A partir de 1945, il adhère au Parti Communiste du Chili, engagement qui lui vaudra la clandestinité, la fuite à travers la cordillère des Andes pour échapper à la haine du dictateur Gonzalez Videla, puis l'exil, mais qui le conduira finalement à la candidature à l'élection présidentielle pour son parti, candidature qu'il retire en 1970 pour permettre une candidature unique de l'Unité Populaire, celle de son ami, le socialiste Salvador Allende.

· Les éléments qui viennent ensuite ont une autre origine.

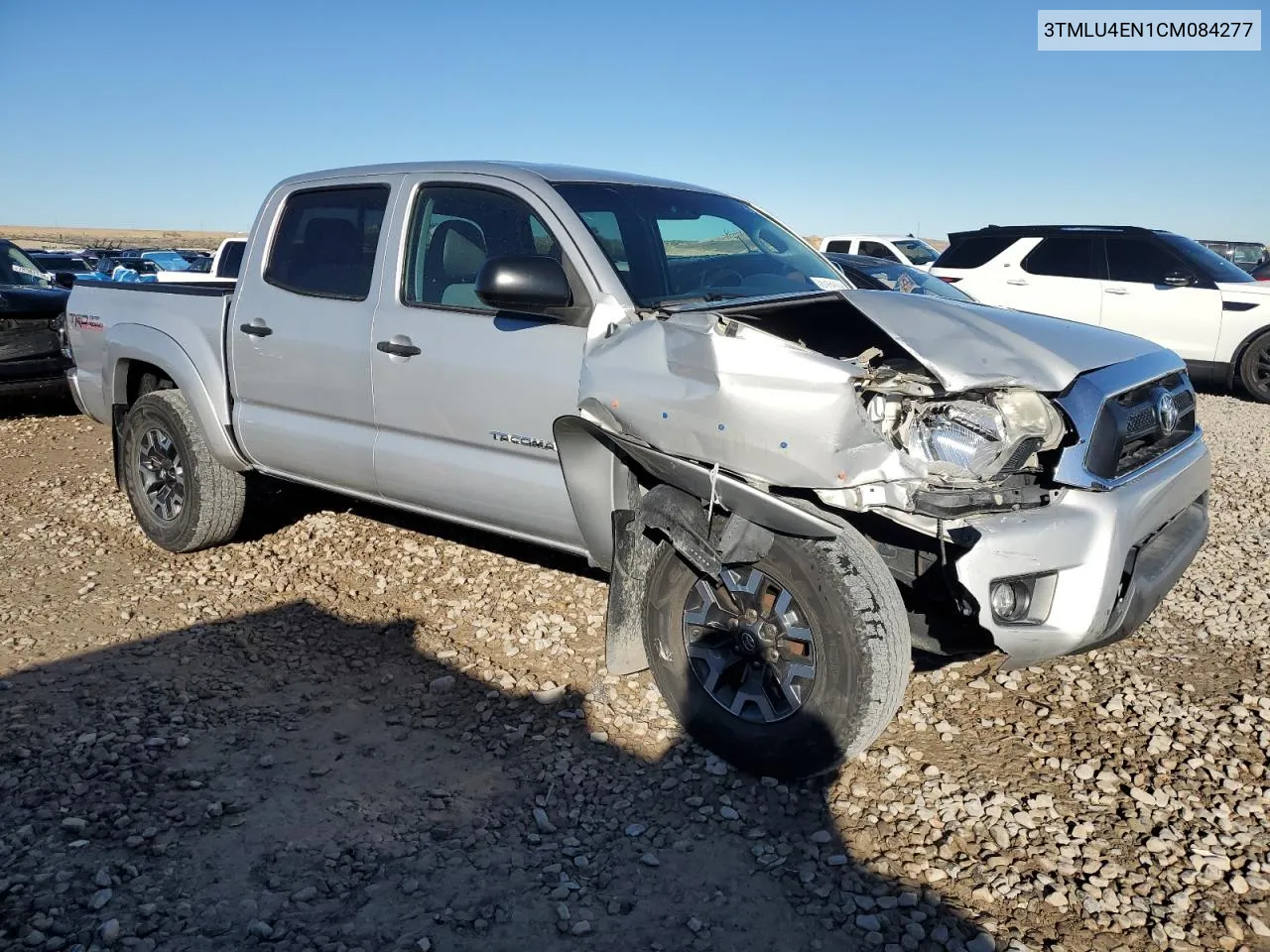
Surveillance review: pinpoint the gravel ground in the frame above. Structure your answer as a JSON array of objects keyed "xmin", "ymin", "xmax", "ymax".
[{"xmin": 0, "ymin": 395, "xmax": 1270, "ymax": 952}]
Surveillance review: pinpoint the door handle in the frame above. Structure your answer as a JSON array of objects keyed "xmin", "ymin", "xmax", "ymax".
[{"xmin": 375, "ymin": 337, "xmax": 423, "ymax": 357}]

La révolution chilienne triomphe mais, 1000 jours plus tard, un coup d'Etat militaire dirigé par Augusto Pinochet et soutenu par la CIA renverse le gouvernement de l'Unité Populaire. Allende meurt à la Moneda. La maison de Neruda à Santiago est saccagée et ses livres sont brûlés. Pablo Neruda suit son ami Allende dans la mort le 23 septembre à Santiago. Lors de ses funérailles, malgré une présence de l'armée, des chants révolutionnaires jaillissent de la foule et donnent lieu à la première manifestation de protestation contre la terreur dictatoriale. Malgré les heures très sombres que connaîtra le Chili, pendant près de deux décennies, et le lourd héritage du pinochetisme qui pèse encore sur la« démocratie » chilienne d'aujourd'hui, le message d'optimisme que délivrait Pablo Neruda, dans les dernières lignes de son discours de Stockholm, reste toujours d'actualité :

Il y a aujourd'hui cent ans exactement, un pauvre et splendide poète, le plus atroce des désespérés, écrivit cette prophétie :

« A l'aurore, armés d'une ardente patience, nous entrerons aux splendides villes ». Je crois dans cette prophétie de Rimbaud, le visionnaire. Je viens d'une obscure province, d'un pays séparé de tous les autres par l'abrupte géographie. Je fus le plus abandonné des poètes et ma poésie fut régionale, douloureuse et pluvieuse. Mais j'ai toujours eu confiance en l'homme. Je n'ai jamais perdu l'espérance. Pour cela, peut-être, suis-je arrivé jusqu'ici avec ma poésie, et aussi avec mon drapeau.

En conclusion, je dois dire aux hommes de bonne volonté, aux travailleurs, aux poètes, que tout l'avenir fut exprimé dans cette phrase de Rimbaud : seulement avec une ardente patience nous conquerrons la cité splendide qui donnera lumière, justice et dignité à tous les hommes.

Ainsi la poésie n'aura pas chanté en vain.